For protein isolation of murine liver tissue, 10 mg sample were suspended in 300 µL cold RIPA lysis buffer (Thermo, Ref #89901) containing protease and phosphatase inhibitor (Thermo, Ref #1861280) in protein lysis tubes (Qiagen, Ref # 19560) containing one, 2.5-mm ceramic bead and one, 5-mm steel bead (Qiagen, Ref # 13114, and Ref #69989). Samples were lysed on a Qiagen TissueLyser II at a frequency of 27 for 5 min. Lysed samples were centrifuged at 15,000 × g for 20 min at 1 °C, and supernatant removed for immunoblotting using a syringe to avoid transfer of fats. Lysates were quantified using the Pierce BCA Protein Assay Kit (Pierce, Ref #23227).
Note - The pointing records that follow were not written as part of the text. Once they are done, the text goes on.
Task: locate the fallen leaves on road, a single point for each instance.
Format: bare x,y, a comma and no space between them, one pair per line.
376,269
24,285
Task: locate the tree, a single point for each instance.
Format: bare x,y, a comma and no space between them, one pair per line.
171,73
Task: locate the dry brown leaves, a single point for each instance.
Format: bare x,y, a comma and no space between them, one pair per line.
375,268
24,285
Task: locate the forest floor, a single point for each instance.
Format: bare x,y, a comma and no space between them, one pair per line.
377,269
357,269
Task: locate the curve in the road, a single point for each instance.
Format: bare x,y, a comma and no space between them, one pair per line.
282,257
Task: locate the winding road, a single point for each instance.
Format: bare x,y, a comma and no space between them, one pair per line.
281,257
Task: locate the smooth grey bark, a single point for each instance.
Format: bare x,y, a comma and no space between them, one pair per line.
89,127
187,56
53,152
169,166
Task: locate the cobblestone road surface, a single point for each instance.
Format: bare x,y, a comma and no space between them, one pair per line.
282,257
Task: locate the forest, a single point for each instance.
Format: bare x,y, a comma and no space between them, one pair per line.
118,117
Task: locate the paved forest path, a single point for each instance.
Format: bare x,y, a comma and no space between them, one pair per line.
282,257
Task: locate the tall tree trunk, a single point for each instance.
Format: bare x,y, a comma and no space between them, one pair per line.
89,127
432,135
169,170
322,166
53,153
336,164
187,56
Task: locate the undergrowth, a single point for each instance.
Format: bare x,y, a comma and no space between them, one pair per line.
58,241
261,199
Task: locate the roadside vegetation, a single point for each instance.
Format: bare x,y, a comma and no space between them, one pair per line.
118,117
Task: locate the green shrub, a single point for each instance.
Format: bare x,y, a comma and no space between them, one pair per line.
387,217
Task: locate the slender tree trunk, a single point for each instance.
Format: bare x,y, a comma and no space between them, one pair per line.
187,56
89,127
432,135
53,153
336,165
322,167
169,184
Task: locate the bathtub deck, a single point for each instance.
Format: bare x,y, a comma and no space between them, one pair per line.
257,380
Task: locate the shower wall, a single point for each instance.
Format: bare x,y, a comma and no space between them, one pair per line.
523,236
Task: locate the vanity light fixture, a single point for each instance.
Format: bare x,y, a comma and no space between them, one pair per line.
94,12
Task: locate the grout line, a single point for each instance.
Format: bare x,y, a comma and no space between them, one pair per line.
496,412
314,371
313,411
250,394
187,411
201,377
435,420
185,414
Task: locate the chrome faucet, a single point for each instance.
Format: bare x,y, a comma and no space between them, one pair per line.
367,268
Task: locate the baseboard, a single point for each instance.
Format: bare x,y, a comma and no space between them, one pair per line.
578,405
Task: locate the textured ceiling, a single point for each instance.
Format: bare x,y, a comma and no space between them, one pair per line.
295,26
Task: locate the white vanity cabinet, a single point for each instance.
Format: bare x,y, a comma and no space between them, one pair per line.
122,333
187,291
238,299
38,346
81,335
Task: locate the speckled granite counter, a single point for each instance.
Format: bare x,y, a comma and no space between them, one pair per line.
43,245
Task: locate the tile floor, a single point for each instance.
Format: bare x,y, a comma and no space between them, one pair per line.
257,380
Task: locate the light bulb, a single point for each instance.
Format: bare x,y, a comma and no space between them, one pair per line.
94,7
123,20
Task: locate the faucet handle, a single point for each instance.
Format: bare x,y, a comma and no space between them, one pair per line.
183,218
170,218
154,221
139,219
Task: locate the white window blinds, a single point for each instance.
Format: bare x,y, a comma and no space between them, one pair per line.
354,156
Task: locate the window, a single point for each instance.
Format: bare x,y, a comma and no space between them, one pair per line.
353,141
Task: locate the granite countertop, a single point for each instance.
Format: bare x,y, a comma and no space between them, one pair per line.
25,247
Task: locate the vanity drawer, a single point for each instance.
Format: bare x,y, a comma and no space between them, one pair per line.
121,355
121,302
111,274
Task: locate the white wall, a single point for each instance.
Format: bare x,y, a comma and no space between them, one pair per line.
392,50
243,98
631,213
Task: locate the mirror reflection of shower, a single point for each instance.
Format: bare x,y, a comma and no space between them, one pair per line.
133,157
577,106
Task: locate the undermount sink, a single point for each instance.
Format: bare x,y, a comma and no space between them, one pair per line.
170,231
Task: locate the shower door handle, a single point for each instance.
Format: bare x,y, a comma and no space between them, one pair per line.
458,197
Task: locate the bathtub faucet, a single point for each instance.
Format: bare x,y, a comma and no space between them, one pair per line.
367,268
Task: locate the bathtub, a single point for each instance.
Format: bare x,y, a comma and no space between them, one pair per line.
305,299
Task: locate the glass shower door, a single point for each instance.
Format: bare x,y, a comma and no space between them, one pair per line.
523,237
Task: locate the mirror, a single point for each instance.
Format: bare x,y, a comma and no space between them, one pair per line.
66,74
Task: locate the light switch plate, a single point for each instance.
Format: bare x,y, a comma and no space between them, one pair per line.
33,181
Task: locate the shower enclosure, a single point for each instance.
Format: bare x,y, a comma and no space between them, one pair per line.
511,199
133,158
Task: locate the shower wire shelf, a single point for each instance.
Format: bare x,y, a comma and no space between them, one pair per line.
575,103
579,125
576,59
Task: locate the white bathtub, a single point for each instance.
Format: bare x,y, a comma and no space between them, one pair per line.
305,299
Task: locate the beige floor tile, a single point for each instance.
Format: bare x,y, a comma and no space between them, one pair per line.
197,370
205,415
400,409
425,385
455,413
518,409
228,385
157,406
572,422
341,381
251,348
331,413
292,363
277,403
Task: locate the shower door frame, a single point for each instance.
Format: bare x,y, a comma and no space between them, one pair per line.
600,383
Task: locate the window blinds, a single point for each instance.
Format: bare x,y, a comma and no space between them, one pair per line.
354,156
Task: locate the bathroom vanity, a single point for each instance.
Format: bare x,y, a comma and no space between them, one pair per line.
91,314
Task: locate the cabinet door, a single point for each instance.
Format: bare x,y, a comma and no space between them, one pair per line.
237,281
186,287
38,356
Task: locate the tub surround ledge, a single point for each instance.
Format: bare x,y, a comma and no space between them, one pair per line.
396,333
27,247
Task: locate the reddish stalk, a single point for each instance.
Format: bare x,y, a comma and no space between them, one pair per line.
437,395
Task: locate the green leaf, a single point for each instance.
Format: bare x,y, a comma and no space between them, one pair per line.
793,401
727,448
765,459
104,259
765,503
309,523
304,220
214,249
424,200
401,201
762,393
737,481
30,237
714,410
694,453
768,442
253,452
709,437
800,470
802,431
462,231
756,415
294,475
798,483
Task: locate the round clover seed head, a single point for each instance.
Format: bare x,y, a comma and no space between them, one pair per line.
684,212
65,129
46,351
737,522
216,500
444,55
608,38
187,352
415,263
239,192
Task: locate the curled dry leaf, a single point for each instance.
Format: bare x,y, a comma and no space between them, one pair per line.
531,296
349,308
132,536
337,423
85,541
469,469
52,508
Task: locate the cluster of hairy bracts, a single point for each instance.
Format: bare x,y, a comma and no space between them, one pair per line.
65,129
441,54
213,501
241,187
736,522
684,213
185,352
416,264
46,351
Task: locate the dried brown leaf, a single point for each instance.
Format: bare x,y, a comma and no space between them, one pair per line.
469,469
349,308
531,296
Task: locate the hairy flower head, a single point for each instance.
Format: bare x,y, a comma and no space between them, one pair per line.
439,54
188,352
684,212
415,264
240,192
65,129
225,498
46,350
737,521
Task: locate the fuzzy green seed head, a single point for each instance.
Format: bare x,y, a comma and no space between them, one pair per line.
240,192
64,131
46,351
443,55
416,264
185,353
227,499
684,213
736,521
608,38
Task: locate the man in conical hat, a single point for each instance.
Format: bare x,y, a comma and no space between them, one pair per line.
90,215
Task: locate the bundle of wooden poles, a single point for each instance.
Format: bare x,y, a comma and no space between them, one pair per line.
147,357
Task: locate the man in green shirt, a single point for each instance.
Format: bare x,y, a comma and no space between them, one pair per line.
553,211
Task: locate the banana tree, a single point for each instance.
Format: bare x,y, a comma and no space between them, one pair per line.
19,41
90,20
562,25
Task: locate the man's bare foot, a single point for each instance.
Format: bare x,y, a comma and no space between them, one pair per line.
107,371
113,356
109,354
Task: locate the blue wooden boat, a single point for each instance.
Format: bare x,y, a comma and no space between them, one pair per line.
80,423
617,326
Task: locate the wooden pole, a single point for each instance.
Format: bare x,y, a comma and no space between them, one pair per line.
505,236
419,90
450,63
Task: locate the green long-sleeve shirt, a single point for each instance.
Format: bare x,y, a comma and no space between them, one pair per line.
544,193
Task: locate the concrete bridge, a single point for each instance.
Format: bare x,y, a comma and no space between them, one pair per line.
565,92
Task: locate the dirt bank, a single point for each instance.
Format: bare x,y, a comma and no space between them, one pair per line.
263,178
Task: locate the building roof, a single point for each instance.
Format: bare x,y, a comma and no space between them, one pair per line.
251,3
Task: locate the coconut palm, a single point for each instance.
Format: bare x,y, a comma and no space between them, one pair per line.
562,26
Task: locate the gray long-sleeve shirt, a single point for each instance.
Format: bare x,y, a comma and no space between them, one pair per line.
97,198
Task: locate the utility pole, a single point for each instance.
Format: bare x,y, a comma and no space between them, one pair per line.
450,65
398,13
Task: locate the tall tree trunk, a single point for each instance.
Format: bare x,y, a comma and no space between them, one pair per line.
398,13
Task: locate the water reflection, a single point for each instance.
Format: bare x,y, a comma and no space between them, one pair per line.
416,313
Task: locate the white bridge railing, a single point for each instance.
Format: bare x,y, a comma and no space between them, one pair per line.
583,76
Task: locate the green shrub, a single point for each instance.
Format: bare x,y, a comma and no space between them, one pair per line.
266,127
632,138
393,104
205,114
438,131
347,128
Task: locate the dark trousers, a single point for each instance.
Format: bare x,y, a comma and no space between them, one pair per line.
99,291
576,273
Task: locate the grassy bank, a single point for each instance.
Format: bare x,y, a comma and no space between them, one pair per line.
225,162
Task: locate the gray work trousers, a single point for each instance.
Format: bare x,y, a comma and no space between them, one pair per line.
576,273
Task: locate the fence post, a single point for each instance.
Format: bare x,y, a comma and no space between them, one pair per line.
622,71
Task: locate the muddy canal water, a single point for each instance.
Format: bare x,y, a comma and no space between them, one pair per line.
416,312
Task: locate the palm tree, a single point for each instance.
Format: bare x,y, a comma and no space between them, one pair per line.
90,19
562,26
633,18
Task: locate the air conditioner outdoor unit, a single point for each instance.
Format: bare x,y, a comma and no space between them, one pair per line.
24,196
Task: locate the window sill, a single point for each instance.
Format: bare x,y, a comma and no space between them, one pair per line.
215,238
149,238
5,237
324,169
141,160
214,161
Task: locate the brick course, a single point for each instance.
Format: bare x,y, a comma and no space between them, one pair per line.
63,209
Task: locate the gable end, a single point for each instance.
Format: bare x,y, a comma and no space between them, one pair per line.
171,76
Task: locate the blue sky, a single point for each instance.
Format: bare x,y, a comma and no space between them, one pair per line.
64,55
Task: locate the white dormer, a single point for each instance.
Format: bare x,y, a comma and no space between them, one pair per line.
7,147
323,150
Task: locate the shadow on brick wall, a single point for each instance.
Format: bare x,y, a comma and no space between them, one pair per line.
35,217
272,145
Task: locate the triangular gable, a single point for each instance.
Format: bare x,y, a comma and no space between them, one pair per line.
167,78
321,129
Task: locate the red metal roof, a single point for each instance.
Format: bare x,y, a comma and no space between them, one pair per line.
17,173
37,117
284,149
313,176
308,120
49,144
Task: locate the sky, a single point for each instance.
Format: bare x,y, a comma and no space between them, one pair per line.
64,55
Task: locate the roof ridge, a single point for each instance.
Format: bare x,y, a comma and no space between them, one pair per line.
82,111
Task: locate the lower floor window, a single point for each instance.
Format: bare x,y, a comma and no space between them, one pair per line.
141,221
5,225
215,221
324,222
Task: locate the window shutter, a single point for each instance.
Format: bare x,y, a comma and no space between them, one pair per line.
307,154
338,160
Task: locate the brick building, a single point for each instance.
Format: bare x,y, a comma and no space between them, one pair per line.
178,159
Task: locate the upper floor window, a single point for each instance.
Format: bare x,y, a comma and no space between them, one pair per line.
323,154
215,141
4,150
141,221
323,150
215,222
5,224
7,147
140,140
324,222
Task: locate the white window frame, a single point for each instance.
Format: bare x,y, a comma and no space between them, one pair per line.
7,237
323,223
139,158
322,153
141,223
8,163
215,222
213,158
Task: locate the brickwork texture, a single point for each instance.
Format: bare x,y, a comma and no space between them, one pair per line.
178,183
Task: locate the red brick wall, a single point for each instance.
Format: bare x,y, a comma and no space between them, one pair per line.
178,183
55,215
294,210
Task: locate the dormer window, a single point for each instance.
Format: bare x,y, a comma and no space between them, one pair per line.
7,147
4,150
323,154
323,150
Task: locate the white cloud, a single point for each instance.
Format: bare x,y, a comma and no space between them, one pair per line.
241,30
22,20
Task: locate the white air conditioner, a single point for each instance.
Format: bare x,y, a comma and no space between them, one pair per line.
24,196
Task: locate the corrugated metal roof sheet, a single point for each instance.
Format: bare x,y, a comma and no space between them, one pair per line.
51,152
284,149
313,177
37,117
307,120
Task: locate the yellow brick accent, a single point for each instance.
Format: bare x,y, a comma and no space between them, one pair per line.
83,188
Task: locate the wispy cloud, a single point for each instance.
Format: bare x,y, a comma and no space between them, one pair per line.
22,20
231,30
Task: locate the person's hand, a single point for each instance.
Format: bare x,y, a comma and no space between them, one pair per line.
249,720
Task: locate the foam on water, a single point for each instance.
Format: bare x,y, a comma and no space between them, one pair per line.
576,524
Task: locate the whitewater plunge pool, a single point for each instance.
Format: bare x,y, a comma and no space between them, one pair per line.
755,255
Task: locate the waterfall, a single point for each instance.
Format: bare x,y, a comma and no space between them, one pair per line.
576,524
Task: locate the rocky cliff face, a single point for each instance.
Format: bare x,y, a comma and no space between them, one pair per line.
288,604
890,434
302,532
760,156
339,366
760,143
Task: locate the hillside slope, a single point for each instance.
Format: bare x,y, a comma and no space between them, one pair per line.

Approximately, 25 µg of protein was diluted in 4x NuPAGE buffer (Thermo, Ref # NP0007), 10x NuPAGE reducing agent (Ref #NP0004), and water to bring to a total volume of 20 µL. Samples were boiled at 70 °C for 10 min, then electrophoresed at ~100 V for ~1.5 h using the NuPAGE electrophoresis system employing a NuPAGE 4–12% Bis-Tris Gel, 1X NuPAGE MES SDS Running Buffer, and NuPAGE Antioxidant (Thermo, Ref #NP0322, #NP0002, and #NP0005, respectively). Protein samples were compared to Novex Pre-Stained Protein Standard and Magic Mark XP Western Protein Standard combined in a 1:1 dilution (Thermo, Ref # LC5800, #LC5602). Samples were dry transferred to nitrocellulose membrane using the IBlot 2 system and reagents (Thermo, Ref #IB21001, #IB23002). Membranes were blocked for 1 h in Licor Intercept Blocking Buffer (Ref #927-60001) and then incubated in primary antibodies for total Akt (Cell Signaling, Ref #9272S, 1:1000), phospho-Akt Serine 473 (Cell Signaling, Ref # 4060S, 1:1000), or phospho-Akt Threonine 308 (Cell Signaling, Ref #13038, 1:1000) diluted in Licor Intercept Protein-Free Antibody Diluent (Ref #927-85001) at 4 °C overnight. Membranes were washed in TBST 10 min, 3X, and then incubated in Licor Goat Anti-rabbit secondary antibodies diluted 1:20,000 in Licor Intercept Protein-Free Antibody Diluent for 1 h. Membranes were washed in TBS 10 min, 3X and then imaged on a Licor Odyssey Imager.

Statistics

Data were expressed as means ± s.e.m. Unless indicated otherwise, such as for sequencing and mass-spec data, all statistical analyses were carried out using GraphPad Prism 9 (GraphPad Software, San Diego, CA). The data were analyzed via Student’s t-test, one-way or two-way ANOVA with post hoc tests as indicated in the figure legends. Values of p ≤ 0.05 were considered to represent statistically significant differences. Replicates represent distinct samples unless indicated otherwise in the figure legends.

Reporting summary

Further information on research design is available in the Nature Portfolio Reporting Summary linked to this article.